Tuesday, October 03, 2023

County's election process questioned at commission meeting

The Western News | November 18, 2022 7:00 AM

Questioning how elections are conducted has grown dramatically in the last few years and even Lincoln County is not immune from it.

At the Nov. 9 county Commission meeting, District 3 Commissioner Josh Letcher said he wanted more races added to the post election audit in an effort to build confidence in the process.

Letcher cited four examples of human error in county elections between 2016 and 2022.

The purpose of the audit, which is conducted by a hand count, is to ensure the tabulation was correct.
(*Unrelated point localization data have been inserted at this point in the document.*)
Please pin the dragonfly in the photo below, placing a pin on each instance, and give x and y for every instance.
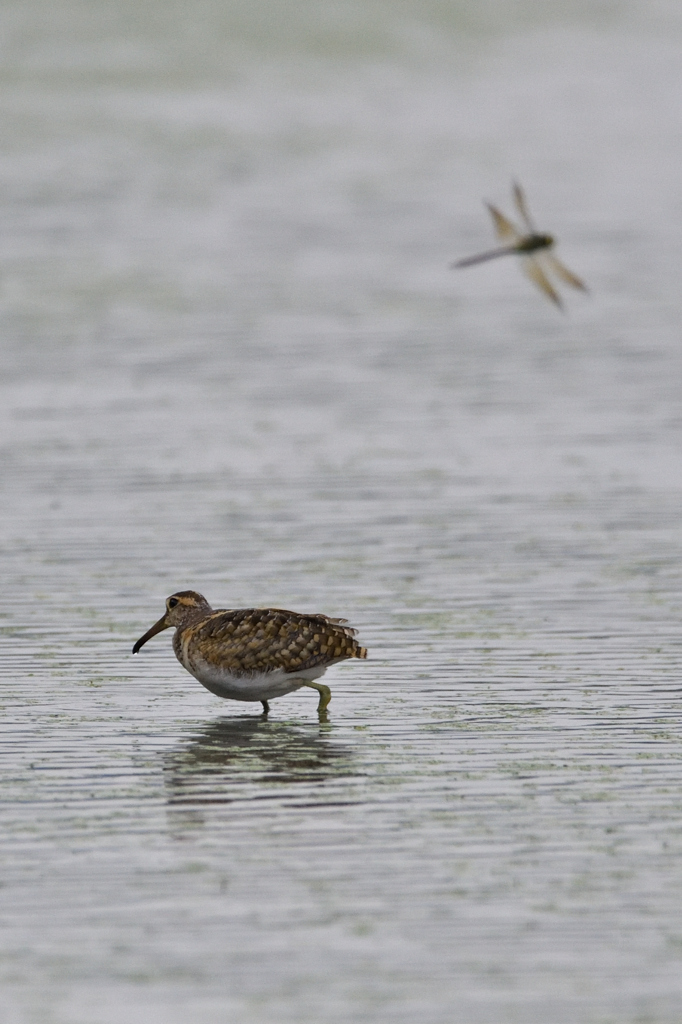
(539, 261)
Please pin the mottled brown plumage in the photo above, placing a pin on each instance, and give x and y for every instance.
(254, 653)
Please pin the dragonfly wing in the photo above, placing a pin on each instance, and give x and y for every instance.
(483, 257)
(564, 273)
(521, 206)
(504, 228)
(535, 271)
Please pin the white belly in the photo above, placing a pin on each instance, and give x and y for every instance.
(265, 686)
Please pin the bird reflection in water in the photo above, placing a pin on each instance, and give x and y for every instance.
(248, 759)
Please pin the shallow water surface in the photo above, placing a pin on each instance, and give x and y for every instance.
(235, 359)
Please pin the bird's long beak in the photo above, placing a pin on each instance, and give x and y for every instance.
(157, 628)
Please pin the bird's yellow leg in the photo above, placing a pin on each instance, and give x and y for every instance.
(325, 694)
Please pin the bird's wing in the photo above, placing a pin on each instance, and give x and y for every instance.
(535, 271)
(504, 228)
(562, 271)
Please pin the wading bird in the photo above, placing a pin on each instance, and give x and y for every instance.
(254, 653)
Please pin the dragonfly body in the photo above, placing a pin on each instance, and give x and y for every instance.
(535, 248)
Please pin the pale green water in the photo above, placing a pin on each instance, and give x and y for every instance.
(235, 358)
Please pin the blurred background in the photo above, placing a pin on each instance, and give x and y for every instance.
(235, 358)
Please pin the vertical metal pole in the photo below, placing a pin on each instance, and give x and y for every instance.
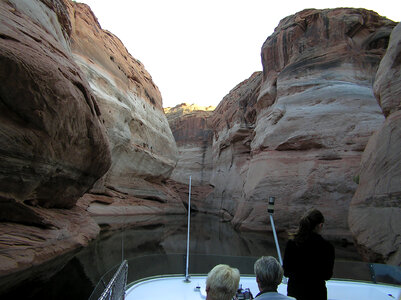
(270, 210)
(189, 225)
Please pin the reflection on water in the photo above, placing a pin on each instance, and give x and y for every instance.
(147, 235)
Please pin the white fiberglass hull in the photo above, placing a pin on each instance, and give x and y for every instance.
(174, 287)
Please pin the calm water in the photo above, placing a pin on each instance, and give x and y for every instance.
(74, 276)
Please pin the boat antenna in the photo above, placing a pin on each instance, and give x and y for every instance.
(270, 210)
(189, 225)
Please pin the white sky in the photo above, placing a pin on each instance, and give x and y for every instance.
(198, 50)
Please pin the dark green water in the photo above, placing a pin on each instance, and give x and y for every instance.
(75, 275)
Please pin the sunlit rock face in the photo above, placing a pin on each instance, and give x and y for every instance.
(52, 140)
(375, 210)
(315, 113)
(141, 142)
(233, 122)
(193, 135)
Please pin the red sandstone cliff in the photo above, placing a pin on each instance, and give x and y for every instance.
(76, 109)
(298, 131)
(375, 210)
(53, 143)
(143, 150)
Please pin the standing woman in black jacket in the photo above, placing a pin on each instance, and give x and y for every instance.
(308, 259)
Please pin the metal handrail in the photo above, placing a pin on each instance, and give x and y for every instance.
(115, 290)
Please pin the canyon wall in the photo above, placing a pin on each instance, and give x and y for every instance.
(316, 112)
(143, 149)
(375, 210)
(53, 144)
(192, 133)
(297, 131)
(78, 114)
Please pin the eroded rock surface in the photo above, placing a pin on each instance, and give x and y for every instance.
(316, 112)
(142, 145)
(297, 131)
(193, 135)
(52, 141)
(375, 210)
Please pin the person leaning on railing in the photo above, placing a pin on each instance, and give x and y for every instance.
(222, 283)
(308, 259)
(269, 275)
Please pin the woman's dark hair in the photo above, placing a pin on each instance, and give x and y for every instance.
(307, 225)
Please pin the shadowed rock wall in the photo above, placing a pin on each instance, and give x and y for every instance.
(375, 210)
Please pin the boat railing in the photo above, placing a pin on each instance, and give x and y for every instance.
(115, 289)
(147, 266)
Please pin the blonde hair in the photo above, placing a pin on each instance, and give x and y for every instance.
(222, 282)
(269, 272)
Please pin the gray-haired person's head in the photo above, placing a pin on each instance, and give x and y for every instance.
(222, 283)
(269, 272)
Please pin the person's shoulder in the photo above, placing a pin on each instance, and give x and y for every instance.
(273, 296)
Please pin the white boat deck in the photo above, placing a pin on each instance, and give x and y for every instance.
(176, 288)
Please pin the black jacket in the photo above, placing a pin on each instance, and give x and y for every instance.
(308, 266)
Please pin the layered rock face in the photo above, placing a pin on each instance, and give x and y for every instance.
(52, 142)
(193, 135)
(375, 210)
(315, 113)
(233, 123)
(142, 145)
(74, 104)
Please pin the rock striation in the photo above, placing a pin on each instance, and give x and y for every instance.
(297, 131)
(53, 144)
(375, 210)
(78, 113)
(316, 112)
(142, 146)
(193, 135)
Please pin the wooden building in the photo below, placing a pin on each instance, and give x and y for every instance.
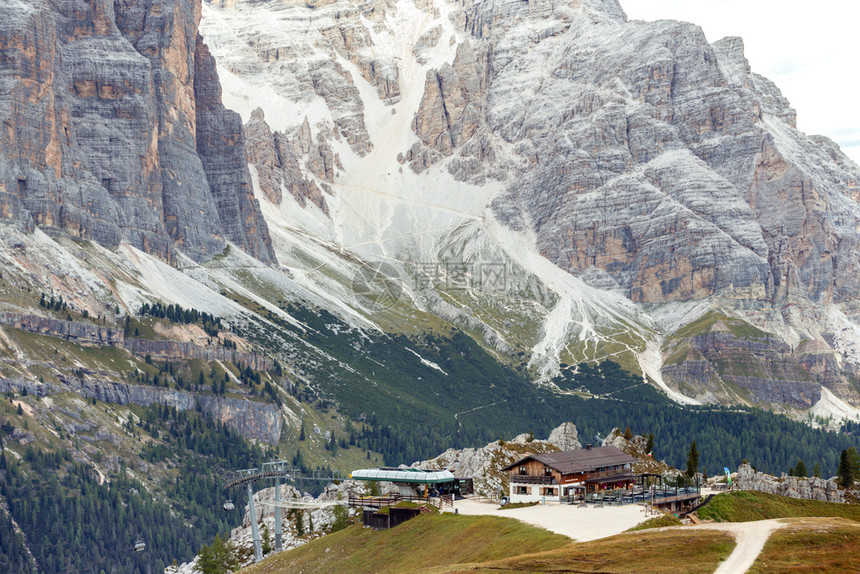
(557, 475)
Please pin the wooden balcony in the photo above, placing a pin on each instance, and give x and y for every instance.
(530, 479)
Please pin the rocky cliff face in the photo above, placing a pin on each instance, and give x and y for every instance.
(484, 464)
(791, 486)
(255, 420)
(115, 131)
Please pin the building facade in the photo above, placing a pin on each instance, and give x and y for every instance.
(559, 475)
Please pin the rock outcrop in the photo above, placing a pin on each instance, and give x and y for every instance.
(91, 335)
(316, 523)
(81, 333)
(484, 464)
(116, 131)
(790, 486)
(261, 421)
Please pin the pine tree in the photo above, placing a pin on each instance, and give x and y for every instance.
(693, 461)
(845, 472)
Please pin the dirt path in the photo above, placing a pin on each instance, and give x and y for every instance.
(580, 524)
(750, 538)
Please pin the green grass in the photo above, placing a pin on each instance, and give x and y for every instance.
(745, 506)
(423, 542)
(812, 545)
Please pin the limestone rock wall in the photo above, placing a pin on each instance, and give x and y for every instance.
(104, 129)
(791, 486)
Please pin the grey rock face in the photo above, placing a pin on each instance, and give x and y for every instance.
(104, 129)
(790, 486)
(221, 146)
(277, 163)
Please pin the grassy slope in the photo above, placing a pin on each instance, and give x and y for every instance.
(672, 552)
(745, 506)
(450, 543)
(812, 545)
(426, 541)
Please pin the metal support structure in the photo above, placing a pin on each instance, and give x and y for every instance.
(255, 532)
(278, 527)
(278, 470)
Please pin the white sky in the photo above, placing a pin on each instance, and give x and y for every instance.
(810, 49)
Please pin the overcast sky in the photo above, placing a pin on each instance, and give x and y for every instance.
(810, 49)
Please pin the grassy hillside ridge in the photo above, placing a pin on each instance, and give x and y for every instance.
(451, 543)
(424, 542)
(746, 506)
(811, 545)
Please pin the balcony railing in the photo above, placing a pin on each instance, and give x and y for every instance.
(610, 473)
(530, 479)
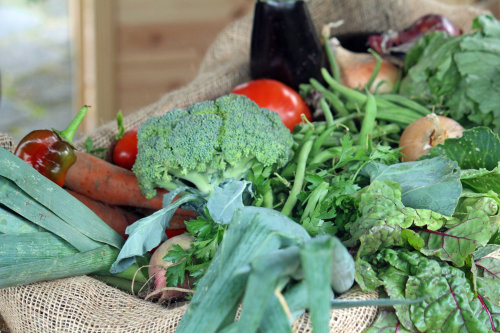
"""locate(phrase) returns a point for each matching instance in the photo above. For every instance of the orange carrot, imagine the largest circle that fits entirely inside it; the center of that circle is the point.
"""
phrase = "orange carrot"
(109, 183)
(117, 218)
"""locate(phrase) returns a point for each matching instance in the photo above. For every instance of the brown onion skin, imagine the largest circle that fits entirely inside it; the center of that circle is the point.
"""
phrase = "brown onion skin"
(426, 132)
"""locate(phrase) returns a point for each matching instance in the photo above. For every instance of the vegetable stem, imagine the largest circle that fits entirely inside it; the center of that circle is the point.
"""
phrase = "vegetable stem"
(68, 133)
(299, 178)
(368, 121)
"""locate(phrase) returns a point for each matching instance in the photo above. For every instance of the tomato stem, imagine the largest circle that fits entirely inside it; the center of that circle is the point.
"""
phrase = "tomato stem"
(70, 131)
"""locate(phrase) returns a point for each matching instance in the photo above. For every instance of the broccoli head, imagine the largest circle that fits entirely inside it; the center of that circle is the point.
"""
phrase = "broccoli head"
(209, 142)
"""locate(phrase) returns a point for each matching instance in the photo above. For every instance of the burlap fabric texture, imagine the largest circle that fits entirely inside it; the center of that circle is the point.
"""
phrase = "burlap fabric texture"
(83, 304)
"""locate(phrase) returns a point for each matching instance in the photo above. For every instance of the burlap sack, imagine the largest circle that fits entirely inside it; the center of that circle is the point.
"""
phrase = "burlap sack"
(83, 304)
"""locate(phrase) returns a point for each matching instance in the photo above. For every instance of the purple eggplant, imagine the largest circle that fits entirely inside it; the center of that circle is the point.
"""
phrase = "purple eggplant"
(284, 44)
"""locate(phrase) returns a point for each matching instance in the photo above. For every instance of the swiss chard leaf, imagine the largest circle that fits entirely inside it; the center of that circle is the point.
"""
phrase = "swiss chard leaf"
(381, 204)
(386, 322)
(449, 304)
(432, 184)
(482, 180)
(460, 241)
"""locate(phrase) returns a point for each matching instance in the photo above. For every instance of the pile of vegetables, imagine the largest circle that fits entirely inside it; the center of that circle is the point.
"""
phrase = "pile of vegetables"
(286, 200)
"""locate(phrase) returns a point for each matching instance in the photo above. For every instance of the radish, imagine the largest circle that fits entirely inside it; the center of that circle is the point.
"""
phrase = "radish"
(158, 267)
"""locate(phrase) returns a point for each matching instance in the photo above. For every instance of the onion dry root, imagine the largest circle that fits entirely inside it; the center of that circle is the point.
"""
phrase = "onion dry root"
(426, 132)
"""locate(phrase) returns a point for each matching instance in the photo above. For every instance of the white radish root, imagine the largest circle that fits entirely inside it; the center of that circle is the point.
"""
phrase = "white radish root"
(158, 268)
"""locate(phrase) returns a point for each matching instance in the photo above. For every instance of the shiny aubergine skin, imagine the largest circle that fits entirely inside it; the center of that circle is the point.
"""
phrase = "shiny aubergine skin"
(284, 44)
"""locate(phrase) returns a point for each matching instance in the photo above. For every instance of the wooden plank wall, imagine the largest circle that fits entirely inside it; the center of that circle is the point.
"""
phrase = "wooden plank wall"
(160, 44)
(131, 52)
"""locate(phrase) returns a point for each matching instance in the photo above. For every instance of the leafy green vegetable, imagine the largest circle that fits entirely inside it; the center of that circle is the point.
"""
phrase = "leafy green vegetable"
(431, 184)
(386, 322)
(478, 148)
(444, 73)
(381, 205)
(449, 303)
(458, 242)
(146, 233)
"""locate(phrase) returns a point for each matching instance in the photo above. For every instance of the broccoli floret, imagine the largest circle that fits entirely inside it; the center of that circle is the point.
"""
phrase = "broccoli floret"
(207, 143)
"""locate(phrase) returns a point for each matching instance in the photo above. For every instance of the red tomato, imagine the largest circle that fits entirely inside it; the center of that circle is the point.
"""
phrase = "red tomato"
(278, 97)
(125, 150)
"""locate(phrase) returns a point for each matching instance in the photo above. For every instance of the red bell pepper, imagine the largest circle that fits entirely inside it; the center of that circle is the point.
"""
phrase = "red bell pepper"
(51, 152)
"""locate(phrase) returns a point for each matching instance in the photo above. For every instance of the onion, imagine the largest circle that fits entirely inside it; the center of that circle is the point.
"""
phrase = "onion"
(426, 132)
(356, 69)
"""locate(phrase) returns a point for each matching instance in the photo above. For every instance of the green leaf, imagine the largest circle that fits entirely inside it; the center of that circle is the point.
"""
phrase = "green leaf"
(226, 199)
(12, 223)
(460, 241)
(448, 305)
(55, 199)
(148, 232)
(482, 180)
(386, 322)
(314, 255)
(381, 205)
(478, 148)
(431, 184)
(488, 295)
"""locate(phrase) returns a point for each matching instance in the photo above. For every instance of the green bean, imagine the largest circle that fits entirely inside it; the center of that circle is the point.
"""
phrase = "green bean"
(378, 64)
(368, 121)
(335, 101)
(327, 112)
(406, 102)
(334, 67)
(398, 115)
(299, 178)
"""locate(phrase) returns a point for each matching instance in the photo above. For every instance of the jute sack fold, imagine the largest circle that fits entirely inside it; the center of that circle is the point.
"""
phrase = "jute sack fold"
(83, 304)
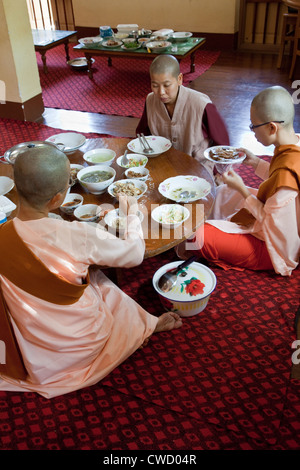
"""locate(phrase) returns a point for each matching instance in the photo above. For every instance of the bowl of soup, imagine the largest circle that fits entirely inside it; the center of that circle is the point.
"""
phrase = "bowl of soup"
(99, 157)
(97, 178)
(88, 212)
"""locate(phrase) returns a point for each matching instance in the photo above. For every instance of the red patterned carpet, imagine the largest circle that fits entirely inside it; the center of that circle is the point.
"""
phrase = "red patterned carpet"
(221, 382)
(120, 89)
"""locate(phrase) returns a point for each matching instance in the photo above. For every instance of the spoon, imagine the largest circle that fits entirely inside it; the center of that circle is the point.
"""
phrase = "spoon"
(125, 161)
(168, 280)
(187, 195)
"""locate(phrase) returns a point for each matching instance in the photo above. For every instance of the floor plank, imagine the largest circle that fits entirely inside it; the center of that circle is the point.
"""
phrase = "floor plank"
(231, 83)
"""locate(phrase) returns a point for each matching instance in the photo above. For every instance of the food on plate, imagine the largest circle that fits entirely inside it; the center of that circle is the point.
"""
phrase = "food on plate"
(112, 42)
(127, 188)
(87, 216)
(135, 162)
(131, 45)
(172, 215)
(223, 153)
(175, 194)
(96, 176)
(74, 202)
(134, 174)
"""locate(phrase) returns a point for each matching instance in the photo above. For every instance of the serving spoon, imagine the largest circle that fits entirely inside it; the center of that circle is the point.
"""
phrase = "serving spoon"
(168, 280)
(186, 196)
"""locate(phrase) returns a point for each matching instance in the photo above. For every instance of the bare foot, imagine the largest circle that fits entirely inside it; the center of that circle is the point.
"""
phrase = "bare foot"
(168, 321)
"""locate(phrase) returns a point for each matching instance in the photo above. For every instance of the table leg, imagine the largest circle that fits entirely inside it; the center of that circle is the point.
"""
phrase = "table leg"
(43, 55)
(89, 62)
(192, 62)
(67, 50)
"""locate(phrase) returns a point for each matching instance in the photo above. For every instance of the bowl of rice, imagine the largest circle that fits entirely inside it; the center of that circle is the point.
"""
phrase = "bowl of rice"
(170, 215)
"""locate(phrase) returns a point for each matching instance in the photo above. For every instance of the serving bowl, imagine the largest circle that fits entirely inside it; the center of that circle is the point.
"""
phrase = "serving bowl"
(101, 156)
(173, 187)
(71, 202)
(91, 183)
(170, 215)
(129, 187)
(192, 291)
(74, 171)
(180, 36)
(158, 46)
(6, 185)
(159, 145)
(134, 160)
(87, 212)
(140, 173)
(91, 41)
(6, 205)
(68, 142)
(117, 223)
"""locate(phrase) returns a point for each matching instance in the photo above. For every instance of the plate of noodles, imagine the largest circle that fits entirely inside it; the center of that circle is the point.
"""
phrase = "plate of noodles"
(224, 154)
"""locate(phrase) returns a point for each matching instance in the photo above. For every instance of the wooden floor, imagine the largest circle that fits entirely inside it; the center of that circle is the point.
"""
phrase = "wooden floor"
(231, 83)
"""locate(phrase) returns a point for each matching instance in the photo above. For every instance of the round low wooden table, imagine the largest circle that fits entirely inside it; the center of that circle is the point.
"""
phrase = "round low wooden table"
(168, 164)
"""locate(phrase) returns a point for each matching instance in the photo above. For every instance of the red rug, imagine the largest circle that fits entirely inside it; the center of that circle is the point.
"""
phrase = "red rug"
(120, 89)
(221, 382)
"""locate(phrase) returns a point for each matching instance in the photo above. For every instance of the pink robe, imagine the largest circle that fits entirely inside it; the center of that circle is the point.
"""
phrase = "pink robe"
(66, 348)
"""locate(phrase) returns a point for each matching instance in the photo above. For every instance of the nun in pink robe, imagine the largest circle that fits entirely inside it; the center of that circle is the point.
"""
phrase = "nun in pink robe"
(66, 348)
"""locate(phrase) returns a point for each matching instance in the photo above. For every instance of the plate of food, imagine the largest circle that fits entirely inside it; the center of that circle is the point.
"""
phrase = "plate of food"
(129, 187)
(112, 43)
(159, 145)
(224, 154)
(193, 186)
(158, 46)
(68, 142)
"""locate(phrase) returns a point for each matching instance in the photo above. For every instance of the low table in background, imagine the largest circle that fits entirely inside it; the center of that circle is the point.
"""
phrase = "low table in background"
(44, 40)
(178, 50)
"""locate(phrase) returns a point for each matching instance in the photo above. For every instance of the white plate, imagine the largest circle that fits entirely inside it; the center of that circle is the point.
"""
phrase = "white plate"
(6, 205)
(115, 45)
(180, 36)
(130, 48)
(159, 145)
(158, 46)
(238, 157)
(71, 140)
(80, 62)
(172, 187)
(6, 185)
(137, 183)
(170, 215)
(140, 159)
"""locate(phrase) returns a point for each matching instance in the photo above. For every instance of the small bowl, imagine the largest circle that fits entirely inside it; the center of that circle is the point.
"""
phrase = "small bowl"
(71, 202)
(140, 185)
(191, 293)
(117, 223)
(90, 41)
(96, 187)
(170, 215)
(137, 173)
(74, 170)
(143, 41)
(135, 160)
(99, 157)
(87, 212)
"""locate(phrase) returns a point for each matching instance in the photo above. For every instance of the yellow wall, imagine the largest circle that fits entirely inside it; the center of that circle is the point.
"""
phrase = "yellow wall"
(210, 16)
(18, 65)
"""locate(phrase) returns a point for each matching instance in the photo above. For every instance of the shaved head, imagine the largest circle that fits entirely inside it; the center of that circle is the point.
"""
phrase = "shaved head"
(163, 64)
(40, 174)
(274, 104)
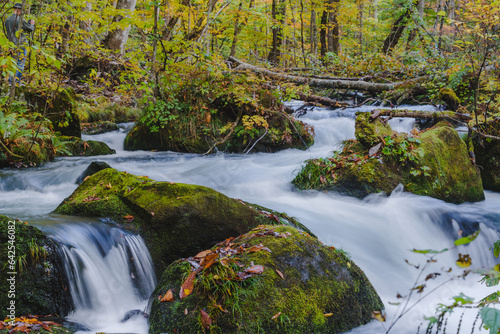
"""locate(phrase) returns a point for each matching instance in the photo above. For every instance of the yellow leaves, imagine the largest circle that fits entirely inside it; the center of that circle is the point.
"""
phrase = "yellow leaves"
(255, 121)
(169, 297)
(206, 320)
(464, 261)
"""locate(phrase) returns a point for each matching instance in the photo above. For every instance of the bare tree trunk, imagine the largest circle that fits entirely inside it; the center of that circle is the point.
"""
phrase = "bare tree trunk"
(322, 34)
(117, 38)
(237, 29)
(302, 32)
(312, 33)
(278, 9)
(360, 20)
(333, 26)
(396, 32)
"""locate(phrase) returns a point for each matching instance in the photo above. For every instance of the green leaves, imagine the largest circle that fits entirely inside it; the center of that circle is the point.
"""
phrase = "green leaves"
(467, 239)
(491, 319)
(428, 251)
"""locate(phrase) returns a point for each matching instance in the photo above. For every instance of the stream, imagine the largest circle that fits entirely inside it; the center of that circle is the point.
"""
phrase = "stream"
(378, 232)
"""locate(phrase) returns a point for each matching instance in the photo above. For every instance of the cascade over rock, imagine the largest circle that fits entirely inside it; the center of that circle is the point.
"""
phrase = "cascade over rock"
(433, 163)
(488, 158)
(174, 219)
(274, 279)
(40, 283)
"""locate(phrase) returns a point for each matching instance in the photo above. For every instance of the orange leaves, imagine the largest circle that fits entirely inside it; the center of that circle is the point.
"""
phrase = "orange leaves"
(188, 285)
(129, 218)
(206, 321)
(280, 274)
(258, 269)
(276, 316)
(27, 325)
(169, 296)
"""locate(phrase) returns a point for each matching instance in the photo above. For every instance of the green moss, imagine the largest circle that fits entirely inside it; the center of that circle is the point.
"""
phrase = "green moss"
(78, 147)
(40, 284)
(370, 132)
(436, 164)
(450, 98)
(174, 219)
(450, 174)
(317, 281)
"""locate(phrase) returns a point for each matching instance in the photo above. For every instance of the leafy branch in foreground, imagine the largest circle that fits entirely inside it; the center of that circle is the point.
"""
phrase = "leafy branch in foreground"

The audit, which will occur at 9 a.m. Friday, Nov. 18, at the county Election Center at 418 Mineral Ave., in Libby, will include a hand count of 234 ballots from Precinct 6, which is the McCormick area located about 15 miles northwest of Troy.

At the Nov. 16 Commission meeting, Letcher, who appeared on video, questioned the process by which audit committee members are selected and that only one race - the one between Ryan Zinke and Monica Tranel for the state’s First District U.S. House of Representatives seat - was being audited.

“With President Trump announcing his intent to run, we want to avoid any ‘super secret squirrel business’ in the next election,” Letcher said. “I don’t distrust our elections, but if we don’t have people’s trust now, it won’t be good. We have the ability to alleviate people’s concerns and we’re only doing the bare minimum.”

Trump has repeatedly claimed that the 2020 presidential election was fraudulent and stolen. It’s under that backdrop that Letcher said he wants there to be as much transparency as possible in the process. Incidentally, Trump won Montana by 98,816 votes while losing overall to Pres. Joe Biden. Biden collected more than 81 million votes nationwide while Trump had a little more than 74 million.

Letcher said he had a few people tell him in the last week they’d like to be involved in the audit.

But, county Election Administrator Paula Buff said no one had contacted her to be on the audit committee. She also provided a list from the Montana Secretary of State that showed audit committee members will also be counting results from the Montana Supreme Court race between Ingrid Gustafson and James Brown and the statewide ballot initiative C-48.

“We welcome people to be election judges and be part of the process,” Buff said at Wednesday’s meeting. We run legal ads in the papers, we post notices at the county courthouse and other county buildings and on the county website.”

Then Letcher acknowledged he forgot that he and fellow Commissioners Jerry Bennett and Brent Task approved the 2022 Post Election Audit Committee during the June 1 commission meeting.

Montana law, specifically, Montana Code Annotated 13-17-504, says the county governing body shall appoint at least three individuals to serve on the county audit committee.

According to the approved June 1 commission meeting minutes, Letcher made a motion to approve the recommended appointees, which included BreeAnna Adamson, Kristin Smith, Anita Short, Ann German and William Crews.

Adamson and German were disqualified from being on the audit committee after they worked the 2022 general election.

Jeff Zwang was appointed in Adamson’s place and Dustina Deans was appointed in German’s spot.

Bennett then agreed to join the audit committee recently to assist in the hand count.

But after hearing from some residents of their concerns and that the audit count was not going to be substantial, Bennett elected to with draw from the committee.

County residence Darrel “DC” Orr and Mike France weighed in with their thoughts about the election process.

“What Mr. Letcher brought up is very important,” Orr said. “You guys are gonna be perceived as working behind the scenes.”

Bennett replied, saying, “That’s your opinion, DC.”

France said he has lived in Lincoln County since 1996.

“I want to thank you for all of your hard work,” France said. “Paula, I have no reason to believe you’d be dishonest and I’d assume you’re honest and up front. But I don’t think you’re understanding how this looks to people. You have to be willing to take the criticism and I hope we can work together in the future.”

German, who worked the election at the Memorial Events Center in Libby on Nov. 8, praised the efforts of Buff and her assistant, Amanda Eckart.

“I was there from 6 a.m. to 10 p.m. and these two gals aren’t getting paid enough,” German said. "There is a great deal of work that goes into this and the election went off without a hitch."

Letcher said he is still not comfortable with how things are now.
“I don’t question the tabulator and it could be a good process, but we need to make sure there are sufficient checks and balances and I think we can do more to be transparent,” Letcher said.